Un’imposta sui grandi patrimoni potrebbe raccogliere 30 miliardi in più all’anno in Italia

Un’imposta sui grandi patrimoni potrebbe generare 30 miliardi in più all’anno in Italia, secondo uno studio di esperti universitari.

Un gruppo di ricchi chiede un aumento delle tasse sui grandi patrimoni, mentre i dati mostrano una forte concentrazione della ricchezza in poche mani
Un gruppo di ricchi chiede un aumento delle tasse sui grandi patrimoni, mentre i dati mostrano una forte concentrazione della ricchezza in poche mani

Un’imposta sui grandi patrimoni potrebbe raccogliere 30 miliardi di euro in più all’anno in Italia, secondo uno studio condotto da ricercatori universitari. I dati, ottenuti attraverso nuove analisi della Banca d’Italia, mostrano come il sistema fiscale attuale non sia sufficientemente progressivo, soprattutto per i soggetti più ricchi. Lo 0,1% dei contribuenti, i più ricchi, paga un’aliquota effettiva del 32,6%, mentre un lavoratore dipendente paga circa il 45%. Questo contrasto ha suscitato una forte critica, soprattutto in un Paese in cui il 10% più ricco detiene il 60,6% della ricchezza totale, mentre la metà meno abbiente ne detiene solo il 7,2%. La disuguaglianza è così marcata che 13 milioni di persone sono a rischio povertà nel 2025.

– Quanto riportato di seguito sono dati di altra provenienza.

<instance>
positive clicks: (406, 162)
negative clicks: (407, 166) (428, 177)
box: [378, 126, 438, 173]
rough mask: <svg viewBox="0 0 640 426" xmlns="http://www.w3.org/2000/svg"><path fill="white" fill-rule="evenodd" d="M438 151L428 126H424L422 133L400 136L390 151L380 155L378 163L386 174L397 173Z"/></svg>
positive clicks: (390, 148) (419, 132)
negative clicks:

Disuguaglianza e tassazione regressiva

Lo studio, realizzato da ricercatori della Scuola Superiore Sant’Anna di Pisa e dell’Università degli Studi di Milano-Bicocca, ha analizzato i rendimenti della ricchezza e ha rilevato che i tassi di rendimento aumentano drasticamente al vertice della piramide. Mentre il 90% più basso della distribuzione della ricchezza ha rendimenti intorno al 2,5%, lo 0,1% più ricco raggiunge quasi il 5%. Questo fenomeno ha reso evidente la regressività fiscale, che permette ai super ricchi di accumulare e conservare i loro capitali senza contribuire significativamente al sistema. La maggioranza dei cittadini, che lavora e paga tasse in proporzione maggiore, non beneficia in modo equo dei loro contributi.

La disuguaglianza è così marcata che il 7% dei più ricchi in Italia detiene il 40% del patrimonio complessivo. Questo dato ha reso evidente la necessità di una riforma fiscale più progressiva, in grado di ridurre la forbice tra i ricchi e i poveri. La tassazione regressiva ai vertici riduce il carico fiscale effettivo solo al vertice della piramide e quindi anziché contribuire alla ricchezza collettiva, finisce per danneggiare proprio chi sta peggio.

Proposte di riforma e scenari possibili

Lo studio propone tre scenari di riforma fiscale, tutti mirati a ridurre la forbice delle disuguaglianze e a migliorare la progressività del sistema. Il primo prevede un sistema di tassazione unificato per i redditi da lavoro e da capitale, il secondo introduce imposte differenziate, mentre il terzo si concentra esclusivamente sulla tassazione ottimale dei redditi da capitale. In tutti i casi, l’aliquota media effettiva per il 7% più ricco dei contribuenti aumenterebbe, raggiungendo il 60% per lo 0,1% più abbiente.

Un’imposta netta dell’1,3% sull’1% più ricco potrebbe generare circa 30 miliardi di euro all’anno, un gettito che potrebbe essere utilizzato per finanziare servizi pubblici e politiche sociali. Anche applicando l’aliquota solo allo 0,1% più ricco, si potrebbero raccogliere circa 13,5 miliardi. Questi numeri, se realizzati, potrebbero rappresentare un passo significativo verso una maggiore equità fiscale e una redistribuzione della ricchezza.